Carina zog ihre Discokleidung an und rannte zur Bahnstation. Sie konnte es kaum erwarten, die anderen zu sehen. Ein wenig enttäuscht war sie schon, als Rainer nicht in die Bahn stieg. Sie hätte gerne wieder mit ihm allein geredet. So musste sie die Spannung bin zum Kristall halten.

Vor dem Eingang erwarteten sie wie früher ihre Freunde. Als sie Carina sahen, lachten sie und Jessy hieß sie mit Umarmungen willkommen. „Wir dachten schon, du wärst untergetaucht, ohne uns was zu sagen!", warf Jule Carina vor. Klaus lächelte nur. Zusammen gingen sie rein. Jessy rannte sofort auf die Tanzfläche und wollte Carina mitziehen, doch diese entschied, heute mal bei Klaus zu bleiben. Den kannte sie nämlich fast noch gar nicht, obwohl sie ihm ihre neuen Bekanntschaften u verdanken hatte. Bernd und Rainer wollte sie nicht stören und Jule hatte sich gleich an den Tresen gesetzt, als sie dort irgendjemanden entdeckt hatte. „Willst du was trinken?", fragte Klaus und sorgte damit für ein Lächeln auf Carinas Lippen. „Ja, gerne." Mehr brachte sie nicht heraus. Dieser Klaus, der ihr jedes Mal ein Getränk kaufte, war schon ziemlich seltsam. Aber nett und spendabel dazu!

Klaus kam mit zwei dünnen, hohen Gläsern, die mit einer violetten Flüssigkeit gefüllt waren, wieder. „Was ist das?", fragte Carina lachend. „Ist eine Überraschung." Sie probierte einen Schluck. Es schmeckte sauer, aber gut. Das Mädchen merkte, wie die Flüssigkeit auf der Zunge prickelte. Wie kam Klaus bloß an Alkohol? Er sah noch nicht einmal aus wie sechzehn. Er riss die Nachdenkliche aus ihren Gedanken: „Gehen wir?". Carina nahm Klaus' Hand und ließ sich auf die Tanzfläche führen. Ein langsames Lied stimmte ein, total klischeehaft. Sie tanzten zu den Gitarrenklängen und Carina merkte, wie ihr das Getränk zu Kopf stieg. Klaus sah ihr in die Augen, die ganze Zeit. Dann streckte er erneut seine Hand aus und legte sie um Carinas Taille. Sie wusste, nicht, was sie tun sollte. Eigentlich wollte sie Klaus nicht näher kommen. „Können wir rausgehen?" Alles drehte sich. Ob es an Klaus oder dem Getränk lag, konnte Carina nicht sagen. „Willst du mit zu mir kommen?" Carina hatte die Frage nur halb verstanden, nickte aber.

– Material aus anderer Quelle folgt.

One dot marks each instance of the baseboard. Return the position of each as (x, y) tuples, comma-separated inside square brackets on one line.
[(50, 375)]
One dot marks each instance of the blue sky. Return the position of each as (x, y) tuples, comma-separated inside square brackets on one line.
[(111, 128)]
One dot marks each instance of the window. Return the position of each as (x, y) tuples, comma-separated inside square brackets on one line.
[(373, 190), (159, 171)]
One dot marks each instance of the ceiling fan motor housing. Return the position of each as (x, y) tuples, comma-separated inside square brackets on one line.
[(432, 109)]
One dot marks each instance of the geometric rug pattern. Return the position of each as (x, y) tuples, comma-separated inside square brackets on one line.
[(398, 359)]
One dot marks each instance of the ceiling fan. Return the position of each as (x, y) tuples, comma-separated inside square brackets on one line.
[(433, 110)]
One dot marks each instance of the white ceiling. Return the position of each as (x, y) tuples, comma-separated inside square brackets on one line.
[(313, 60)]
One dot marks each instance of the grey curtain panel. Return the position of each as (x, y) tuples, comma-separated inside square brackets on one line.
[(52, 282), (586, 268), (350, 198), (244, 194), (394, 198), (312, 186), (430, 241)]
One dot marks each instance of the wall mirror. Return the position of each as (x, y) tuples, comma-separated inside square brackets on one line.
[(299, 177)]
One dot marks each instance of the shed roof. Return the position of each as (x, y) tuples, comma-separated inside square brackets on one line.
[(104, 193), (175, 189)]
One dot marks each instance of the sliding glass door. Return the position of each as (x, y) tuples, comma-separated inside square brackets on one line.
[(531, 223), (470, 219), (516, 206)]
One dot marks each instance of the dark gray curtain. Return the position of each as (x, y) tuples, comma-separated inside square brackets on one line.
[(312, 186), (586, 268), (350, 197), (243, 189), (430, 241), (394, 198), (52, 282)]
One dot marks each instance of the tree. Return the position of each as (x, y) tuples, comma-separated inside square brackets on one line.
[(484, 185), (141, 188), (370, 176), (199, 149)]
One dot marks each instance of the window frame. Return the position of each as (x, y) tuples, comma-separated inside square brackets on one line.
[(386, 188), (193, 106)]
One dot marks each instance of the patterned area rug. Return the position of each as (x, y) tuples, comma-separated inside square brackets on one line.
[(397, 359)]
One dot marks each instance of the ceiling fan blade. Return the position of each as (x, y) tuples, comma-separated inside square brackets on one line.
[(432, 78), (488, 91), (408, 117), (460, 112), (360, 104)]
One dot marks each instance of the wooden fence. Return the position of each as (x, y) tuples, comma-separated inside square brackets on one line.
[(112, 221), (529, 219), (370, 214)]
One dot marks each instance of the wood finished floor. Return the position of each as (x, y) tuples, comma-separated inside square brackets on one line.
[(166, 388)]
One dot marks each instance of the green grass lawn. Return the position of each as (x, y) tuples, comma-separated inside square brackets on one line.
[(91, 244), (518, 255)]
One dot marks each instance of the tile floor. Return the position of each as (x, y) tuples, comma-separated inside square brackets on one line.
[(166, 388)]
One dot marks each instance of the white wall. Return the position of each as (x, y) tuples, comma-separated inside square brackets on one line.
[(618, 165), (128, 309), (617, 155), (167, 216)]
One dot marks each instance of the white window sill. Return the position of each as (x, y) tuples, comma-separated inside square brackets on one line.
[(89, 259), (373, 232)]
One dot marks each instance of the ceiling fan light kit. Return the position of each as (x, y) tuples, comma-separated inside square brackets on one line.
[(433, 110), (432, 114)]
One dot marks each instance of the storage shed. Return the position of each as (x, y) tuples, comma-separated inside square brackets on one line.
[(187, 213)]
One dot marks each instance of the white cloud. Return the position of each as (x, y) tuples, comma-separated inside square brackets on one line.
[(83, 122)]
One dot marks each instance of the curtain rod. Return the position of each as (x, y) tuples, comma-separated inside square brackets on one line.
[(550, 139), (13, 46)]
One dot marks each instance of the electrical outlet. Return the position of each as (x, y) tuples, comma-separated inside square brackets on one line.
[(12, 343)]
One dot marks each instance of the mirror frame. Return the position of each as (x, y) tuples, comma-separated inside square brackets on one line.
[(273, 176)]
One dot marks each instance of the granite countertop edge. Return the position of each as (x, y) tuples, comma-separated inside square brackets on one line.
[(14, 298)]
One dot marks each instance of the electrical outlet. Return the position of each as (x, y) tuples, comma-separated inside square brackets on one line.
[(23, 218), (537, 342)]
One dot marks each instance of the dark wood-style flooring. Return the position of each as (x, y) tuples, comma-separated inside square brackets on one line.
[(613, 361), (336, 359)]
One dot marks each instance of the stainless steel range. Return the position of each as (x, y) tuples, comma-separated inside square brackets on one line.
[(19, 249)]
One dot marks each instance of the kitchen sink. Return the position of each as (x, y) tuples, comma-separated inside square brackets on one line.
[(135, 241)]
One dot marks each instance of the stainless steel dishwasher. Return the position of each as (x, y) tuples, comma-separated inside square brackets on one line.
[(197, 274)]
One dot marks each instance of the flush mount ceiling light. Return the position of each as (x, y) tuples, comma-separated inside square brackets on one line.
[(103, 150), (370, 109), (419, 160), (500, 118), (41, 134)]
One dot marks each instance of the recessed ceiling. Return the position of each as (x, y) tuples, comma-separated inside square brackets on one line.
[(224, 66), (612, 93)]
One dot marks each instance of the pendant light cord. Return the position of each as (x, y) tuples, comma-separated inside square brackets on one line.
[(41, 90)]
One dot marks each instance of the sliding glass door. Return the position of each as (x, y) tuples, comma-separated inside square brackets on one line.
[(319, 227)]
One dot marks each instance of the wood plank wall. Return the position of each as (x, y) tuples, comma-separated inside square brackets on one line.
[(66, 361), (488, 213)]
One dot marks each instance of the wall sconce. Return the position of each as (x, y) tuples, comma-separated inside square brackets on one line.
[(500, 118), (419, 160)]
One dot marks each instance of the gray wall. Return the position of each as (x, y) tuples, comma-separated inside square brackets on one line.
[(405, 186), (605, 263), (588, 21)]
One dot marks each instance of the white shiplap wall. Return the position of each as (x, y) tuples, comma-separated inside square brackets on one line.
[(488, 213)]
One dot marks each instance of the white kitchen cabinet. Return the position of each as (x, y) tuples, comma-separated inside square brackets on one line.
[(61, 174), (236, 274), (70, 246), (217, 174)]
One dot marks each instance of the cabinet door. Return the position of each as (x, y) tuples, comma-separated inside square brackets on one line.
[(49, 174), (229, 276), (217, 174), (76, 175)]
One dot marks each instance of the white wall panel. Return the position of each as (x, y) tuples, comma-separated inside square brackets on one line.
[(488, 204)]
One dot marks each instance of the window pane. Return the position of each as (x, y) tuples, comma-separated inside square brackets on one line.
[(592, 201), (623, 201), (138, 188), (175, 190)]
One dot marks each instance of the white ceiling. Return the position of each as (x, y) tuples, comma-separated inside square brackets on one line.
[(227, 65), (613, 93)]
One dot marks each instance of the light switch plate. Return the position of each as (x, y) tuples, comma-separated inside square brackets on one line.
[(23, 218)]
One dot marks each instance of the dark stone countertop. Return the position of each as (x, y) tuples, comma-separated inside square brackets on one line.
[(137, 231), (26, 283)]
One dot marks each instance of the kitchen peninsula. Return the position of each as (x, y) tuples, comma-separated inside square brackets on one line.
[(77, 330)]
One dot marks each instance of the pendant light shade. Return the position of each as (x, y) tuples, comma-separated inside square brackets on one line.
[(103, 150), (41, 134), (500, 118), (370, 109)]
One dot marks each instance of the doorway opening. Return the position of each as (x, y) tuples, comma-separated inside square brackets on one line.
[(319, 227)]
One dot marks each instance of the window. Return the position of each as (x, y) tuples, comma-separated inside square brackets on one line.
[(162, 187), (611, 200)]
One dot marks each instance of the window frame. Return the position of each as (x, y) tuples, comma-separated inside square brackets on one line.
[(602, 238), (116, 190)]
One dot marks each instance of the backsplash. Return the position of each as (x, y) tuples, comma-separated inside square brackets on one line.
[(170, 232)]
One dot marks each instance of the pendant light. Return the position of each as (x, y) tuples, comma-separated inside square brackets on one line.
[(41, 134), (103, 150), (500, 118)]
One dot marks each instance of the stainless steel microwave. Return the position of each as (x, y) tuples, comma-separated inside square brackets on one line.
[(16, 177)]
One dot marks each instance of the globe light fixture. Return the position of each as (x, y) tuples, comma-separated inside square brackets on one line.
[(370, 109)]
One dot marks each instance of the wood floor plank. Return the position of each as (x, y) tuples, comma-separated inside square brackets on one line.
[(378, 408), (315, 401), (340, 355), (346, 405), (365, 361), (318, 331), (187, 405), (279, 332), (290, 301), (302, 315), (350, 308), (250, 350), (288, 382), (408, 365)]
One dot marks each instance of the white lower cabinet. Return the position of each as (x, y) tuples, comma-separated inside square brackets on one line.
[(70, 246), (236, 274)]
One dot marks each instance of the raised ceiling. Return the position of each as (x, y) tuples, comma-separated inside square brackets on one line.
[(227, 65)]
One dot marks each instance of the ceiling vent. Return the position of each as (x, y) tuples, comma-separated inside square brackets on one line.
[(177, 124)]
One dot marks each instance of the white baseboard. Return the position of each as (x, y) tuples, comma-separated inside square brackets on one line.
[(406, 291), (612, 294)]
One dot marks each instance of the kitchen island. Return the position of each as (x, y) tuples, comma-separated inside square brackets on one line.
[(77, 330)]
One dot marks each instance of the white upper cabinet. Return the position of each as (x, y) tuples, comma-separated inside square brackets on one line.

Carina schleppte sich zur Bahnhaltestelle. Sie mussten rennen, um den Zug rechtzeitig zu bekommen. Das war nicht leicht und Klaus musste Carina durch die Tür führen. Sie setzten sich zusammen auf einen vierer-Platz, ohne das Ticket abzustempeln. Als die Bahn anfuhr, spürte Carina eine Welle on Übelkeit aufsteigen, lehnte sich zurück und versuchte, das alles auszublenden.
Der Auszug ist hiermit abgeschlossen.